Ни тети Доры, ни дяди Наума, разумеется, давно нет на свете (и маршалы зова не слышат), а насчет Дины я еще успел узнать от отца, что ей все же разыскали какого-то завалящего еврейчика, выстроили “кооператив” в Москве, что она работает в каком-то издательстве среди сплошного хамья. Вот только Дину теперь и можно было расспросить, что она думает о моем отце — что она сумела разглядеть под его непритязательной оптимистической личиной. Только как до нее самой добраться, до Дины?
Ба, у меня же теперь есть Иван Иваныч! Этот благороднейший человек с презрением отмел намеки на дополнительную плату — “инклюдид!”. И уже назавтра продиктовал мне мобильный телефон Дины. Чей надменный прононс теперь было не отличить от хронического насморка, а томность — от досады. Она нисколько не удивилась и не обрадовалась. И не задала ни одного вопроса — как я, что я? Сама она на пенсии, живет тем, что сдает дачу, муж умер, детей нет. Тон ее не располагал выходить за пределы анкетных данных, но я все же перешел к сентиментальной части — каким ей запомнился мой отец?
— Я вообще плохо его помню — что-то наивное, провинциальное… Советское. Скромный труженик, бедный, но честный… Неунывающий — как это сегодня называется? Да, лузер. Но ты ведь и сам, наверно, лузер, мы все лузеры. Мой муж тоже был лузером, да еще и питался неправильно. Ты ведь, наверно, тоже питаешься неправильно? У тебя все та же жена? Я так и думала — простая русская баба, считает, что чем жирнее, тем полезнее… Как у тебя с сосудами?
— Понятия не имею, их надо спросить.
— Мой папа тоже совершенно не думал о сосудах. Но он бы уж лузером сейчас не был…
— Ну всего хорошего, спасибо.
— Имей в виду, правильное питание — это культура.
А мы-то, дураки, думали, что культура — это Тютчев, не съязвил я.
Я таскал за женой сумищи в международном Пулкове с такой услужливой готовностью, что она не удержалась, чтобы не влить каплю яда в прощальный поцелуй: “Теперь ты от меня отдохнешь!” И я действительно отдохнул с удивительной быстротой: когда я почувствовал, что и впрямь могу молчать, я внезапно понял, что не знаю, чем заняться. Только исчезновение дел и нарастающее равнодушие к книгам открыло мне, что в былые времена читал я или что-то изучал не ради наслаждения или постижения — я как будто заливал в себя горючее, словно в ракету, которая рано или поздно должна была взмыть в небеса. А когда я понял, что никаких небес теперь уже точно не будет, отпала нужда и в горючем.
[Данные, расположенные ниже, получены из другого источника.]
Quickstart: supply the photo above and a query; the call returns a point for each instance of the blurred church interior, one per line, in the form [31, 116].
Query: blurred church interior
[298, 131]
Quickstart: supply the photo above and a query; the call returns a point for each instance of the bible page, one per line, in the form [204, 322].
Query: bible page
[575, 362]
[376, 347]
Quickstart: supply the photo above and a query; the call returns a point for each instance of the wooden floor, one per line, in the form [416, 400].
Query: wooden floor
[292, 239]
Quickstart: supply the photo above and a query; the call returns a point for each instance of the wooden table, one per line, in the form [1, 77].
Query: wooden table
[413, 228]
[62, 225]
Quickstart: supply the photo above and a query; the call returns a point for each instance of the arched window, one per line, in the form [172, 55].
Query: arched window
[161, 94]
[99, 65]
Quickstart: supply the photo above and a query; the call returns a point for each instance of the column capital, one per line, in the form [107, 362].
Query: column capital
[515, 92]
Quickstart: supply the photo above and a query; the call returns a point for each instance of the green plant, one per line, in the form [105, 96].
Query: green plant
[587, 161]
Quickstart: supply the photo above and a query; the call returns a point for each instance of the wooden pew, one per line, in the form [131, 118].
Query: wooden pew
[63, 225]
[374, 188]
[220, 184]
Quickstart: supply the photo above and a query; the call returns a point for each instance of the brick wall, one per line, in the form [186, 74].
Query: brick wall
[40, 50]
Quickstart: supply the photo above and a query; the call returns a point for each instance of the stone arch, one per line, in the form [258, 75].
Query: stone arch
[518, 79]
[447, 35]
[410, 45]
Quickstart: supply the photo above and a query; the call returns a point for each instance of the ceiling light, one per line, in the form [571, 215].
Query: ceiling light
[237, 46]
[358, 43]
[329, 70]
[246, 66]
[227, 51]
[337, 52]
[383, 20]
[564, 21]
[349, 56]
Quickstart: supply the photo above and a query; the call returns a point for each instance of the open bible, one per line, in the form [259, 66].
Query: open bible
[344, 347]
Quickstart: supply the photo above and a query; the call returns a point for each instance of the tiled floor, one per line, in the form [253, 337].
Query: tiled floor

Хотя в авосечном деле я возглавлял какие-то направления, печатался, выступал, — что уж, такой честью для себя считал выситься Гулливером среди мелкокалиберной авосечной публики? Наоборот, я хотел доказать незримому Кому-то, как он был неправ, не подпуская меня к Большим Делам, для которых я был рожден. Оттого-то я и переименовал свой институт в НИИ хитросплетений и укладок — чтоб поглумиться над собой и над судьбой. И когда меня спрашивали, как называется контора, где я работаю, я начинал как бы в изумлении: “Ни-и ху… — и после паузы завершал: — Все. Продолжения не будет”.
Как можно плотнее набить авоську ничуть не проще, чем искусственный спутник Земли (как это звучало — исэзэ! ). Но набивать спутники было моей мечтой, а авоськи — унижением. Когда я входил в жизнь, меня позвали в Историю. А потом захлопнули дверь перед носом. Как и у отца. Только он почти всю жизнь бодрился, а я брюзжал. Так что, оставшись один в доме, я довольно скоро обнаружил, что уже достаточно намолчался и, пожалуй, был бы не прочь и перекинуться с кем-то словцом. С кем не надо притворяться.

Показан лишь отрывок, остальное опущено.